L'affaire du couple Béra n'est pas forcément représentative d'une région relativement épargnée par les escroqueries liées aux services funéraires. Cela tient à la structure locale de ce marché qui tire les prix à la baisse. « C'est une région où il n'y a pas de monopole d'un acteur économique et qui connaît donc une vraie concurrence entre entreprises. Ce n'est pas si évident dans la mesure où le monde du funéraire est régi par des ententes et fait en sorte de ne pas tenir la population informée. Et c'est profitable, car les prix sont plus corrects et les prestations de meilleure qualité », affirme Michel Kawnik, président de l'association française d'information funéraire (AFIF) qui relève par ailleurs d'autres spécificités locales.
En effet, les Picards montrent « un fort attachement aux monuments funéraires », comme en attestent nombre de tombeaux et caveaux fleuris. Ce souci se caractérise également par les nombreuses plaques déposées sur ces derniers, à tel point que les professionnels du secteur donnent le nom de « voiliers » à certains d'entre eux. « On peut dire que c'est atypique et que ça relève d'une vraie culture locale. »

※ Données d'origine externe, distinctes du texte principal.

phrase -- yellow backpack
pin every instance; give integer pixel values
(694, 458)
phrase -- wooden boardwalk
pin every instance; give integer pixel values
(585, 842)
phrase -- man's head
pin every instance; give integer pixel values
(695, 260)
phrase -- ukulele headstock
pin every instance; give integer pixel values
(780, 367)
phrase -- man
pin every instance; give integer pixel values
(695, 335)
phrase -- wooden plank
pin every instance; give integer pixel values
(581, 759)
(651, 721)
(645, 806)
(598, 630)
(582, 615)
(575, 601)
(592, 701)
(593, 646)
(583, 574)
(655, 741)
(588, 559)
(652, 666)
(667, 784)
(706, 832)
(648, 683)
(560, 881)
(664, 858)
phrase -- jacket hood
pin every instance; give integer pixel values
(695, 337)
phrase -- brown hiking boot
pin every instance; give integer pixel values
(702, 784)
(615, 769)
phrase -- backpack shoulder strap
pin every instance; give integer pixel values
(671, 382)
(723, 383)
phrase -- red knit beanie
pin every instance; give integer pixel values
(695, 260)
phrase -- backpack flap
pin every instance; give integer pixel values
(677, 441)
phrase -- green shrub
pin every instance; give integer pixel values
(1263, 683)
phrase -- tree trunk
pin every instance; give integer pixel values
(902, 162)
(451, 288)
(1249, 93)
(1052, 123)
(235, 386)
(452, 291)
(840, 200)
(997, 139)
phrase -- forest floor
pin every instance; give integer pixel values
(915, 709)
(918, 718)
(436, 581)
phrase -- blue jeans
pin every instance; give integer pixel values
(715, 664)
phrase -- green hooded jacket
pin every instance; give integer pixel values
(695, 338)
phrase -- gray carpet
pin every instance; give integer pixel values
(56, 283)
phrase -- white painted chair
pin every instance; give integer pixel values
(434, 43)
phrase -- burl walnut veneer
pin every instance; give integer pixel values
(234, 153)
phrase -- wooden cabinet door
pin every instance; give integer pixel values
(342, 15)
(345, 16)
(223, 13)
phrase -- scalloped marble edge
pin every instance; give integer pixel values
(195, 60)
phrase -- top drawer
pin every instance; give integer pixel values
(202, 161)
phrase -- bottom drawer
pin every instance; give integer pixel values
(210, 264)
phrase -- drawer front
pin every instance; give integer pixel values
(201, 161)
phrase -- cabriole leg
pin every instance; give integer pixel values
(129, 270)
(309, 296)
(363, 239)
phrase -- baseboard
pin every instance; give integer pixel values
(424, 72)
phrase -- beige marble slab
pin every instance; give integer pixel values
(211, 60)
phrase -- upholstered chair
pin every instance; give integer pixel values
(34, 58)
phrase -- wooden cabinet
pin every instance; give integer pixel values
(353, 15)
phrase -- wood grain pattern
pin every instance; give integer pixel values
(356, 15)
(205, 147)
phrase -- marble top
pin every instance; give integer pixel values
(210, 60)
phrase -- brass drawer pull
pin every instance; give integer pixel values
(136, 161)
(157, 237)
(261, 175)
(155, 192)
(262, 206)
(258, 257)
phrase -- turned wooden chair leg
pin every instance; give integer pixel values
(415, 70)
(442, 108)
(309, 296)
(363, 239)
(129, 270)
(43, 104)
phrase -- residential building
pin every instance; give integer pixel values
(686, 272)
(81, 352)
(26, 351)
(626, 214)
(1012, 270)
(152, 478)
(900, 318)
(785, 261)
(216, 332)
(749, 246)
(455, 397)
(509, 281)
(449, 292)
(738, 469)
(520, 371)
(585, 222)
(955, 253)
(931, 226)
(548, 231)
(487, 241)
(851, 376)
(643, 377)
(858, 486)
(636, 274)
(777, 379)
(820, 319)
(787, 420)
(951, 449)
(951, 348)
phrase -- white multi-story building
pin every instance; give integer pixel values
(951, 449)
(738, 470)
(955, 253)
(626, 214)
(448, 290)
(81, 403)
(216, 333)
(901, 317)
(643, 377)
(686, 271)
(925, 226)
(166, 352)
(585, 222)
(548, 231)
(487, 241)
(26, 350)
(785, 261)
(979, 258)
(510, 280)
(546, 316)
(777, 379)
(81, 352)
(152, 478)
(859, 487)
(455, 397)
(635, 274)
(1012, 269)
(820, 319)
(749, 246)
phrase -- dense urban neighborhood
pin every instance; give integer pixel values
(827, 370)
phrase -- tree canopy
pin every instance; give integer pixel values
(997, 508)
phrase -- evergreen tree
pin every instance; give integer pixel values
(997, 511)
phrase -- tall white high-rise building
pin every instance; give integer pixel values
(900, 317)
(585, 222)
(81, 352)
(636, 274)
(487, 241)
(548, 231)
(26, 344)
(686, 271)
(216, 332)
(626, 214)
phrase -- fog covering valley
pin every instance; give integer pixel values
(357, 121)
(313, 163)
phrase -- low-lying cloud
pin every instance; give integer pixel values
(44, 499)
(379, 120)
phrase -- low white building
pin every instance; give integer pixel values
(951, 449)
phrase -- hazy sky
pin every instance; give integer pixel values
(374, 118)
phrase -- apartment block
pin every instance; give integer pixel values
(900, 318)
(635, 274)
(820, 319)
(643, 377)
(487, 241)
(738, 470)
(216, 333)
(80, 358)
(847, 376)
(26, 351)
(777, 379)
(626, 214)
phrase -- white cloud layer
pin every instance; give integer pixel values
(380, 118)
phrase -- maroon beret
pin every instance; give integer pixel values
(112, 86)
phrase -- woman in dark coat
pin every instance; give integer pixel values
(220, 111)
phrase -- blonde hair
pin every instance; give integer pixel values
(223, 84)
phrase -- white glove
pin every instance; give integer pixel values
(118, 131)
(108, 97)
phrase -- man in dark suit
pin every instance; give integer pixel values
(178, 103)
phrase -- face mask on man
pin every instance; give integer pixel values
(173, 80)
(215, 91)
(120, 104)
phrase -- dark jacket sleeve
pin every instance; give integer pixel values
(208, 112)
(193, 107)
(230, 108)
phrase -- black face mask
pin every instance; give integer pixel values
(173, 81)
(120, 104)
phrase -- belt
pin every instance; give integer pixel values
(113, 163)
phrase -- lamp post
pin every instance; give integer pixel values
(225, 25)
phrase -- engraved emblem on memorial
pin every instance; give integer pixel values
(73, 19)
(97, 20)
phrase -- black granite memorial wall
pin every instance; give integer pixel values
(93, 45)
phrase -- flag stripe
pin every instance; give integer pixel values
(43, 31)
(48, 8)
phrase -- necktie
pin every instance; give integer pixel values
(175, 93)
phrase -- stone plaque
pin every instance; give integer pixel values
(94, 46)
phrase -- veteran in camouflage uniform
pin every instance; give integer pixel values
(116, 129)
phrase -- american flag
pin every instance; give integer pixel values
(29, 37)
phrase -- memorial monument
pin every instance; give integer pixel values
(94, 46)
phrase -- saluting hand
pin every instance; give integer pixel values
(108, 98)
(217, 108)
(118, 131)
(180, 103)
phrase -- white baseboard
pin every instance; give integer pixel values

Sur la commune de Saint-Quentin, le marché demeure donc bien vivace. La Chambre de commerce et d'industrie (CCI) de l'Aisne recense ainsi dix entreprises spécialisées dans la prise en charge des obsèques, ainsi que dans la fabrication de monuments funéraires, et une entreprise de vente d'articles au détail. En revanche, alors qu'elle rencontre une demande croissante notamment en milieu urbain, la crémation reste mal développée sur le Saint-Quentinois où il n'existe pas de crématorium. Aujourd'hui, un Saint-Quentinois ne peut se faire incinérer qu'à Amiens ou Lille. Demain, ce service pourrait être rendu à Holnon où un projet est en cours.

 

REPERES
> En France, le marché des services funéraires représente un chiffre d'affaires annuel oscillant entre 3 et 3,5 milliards d'euros. Le coût moyen d'une inhumation ou d'une crémation est compris entre 3 000 et 3 500 euros.
  
> A Saint-Quentin, il existe trois cimetières communaux dont l'un, chemin d'Harly, héberge notamment le seul colombarium de la ville. :
  
> En 2008, la mairie a dû négocier 282 concessions. 174 ont été vendues (8 pour 10 ans, 45 pour 30 ans, 91 pour 50 ans et 30 à perpétuité). 108 ont été renouvelées (65 pour 10 ans, 34 pour 30 ans et 9 pour 50 ans)
  
> Du 1er janvier au 28 septembre 2009, 184 ont déjà été cédées, soit 104 vendues et 80 ont été renouvelées.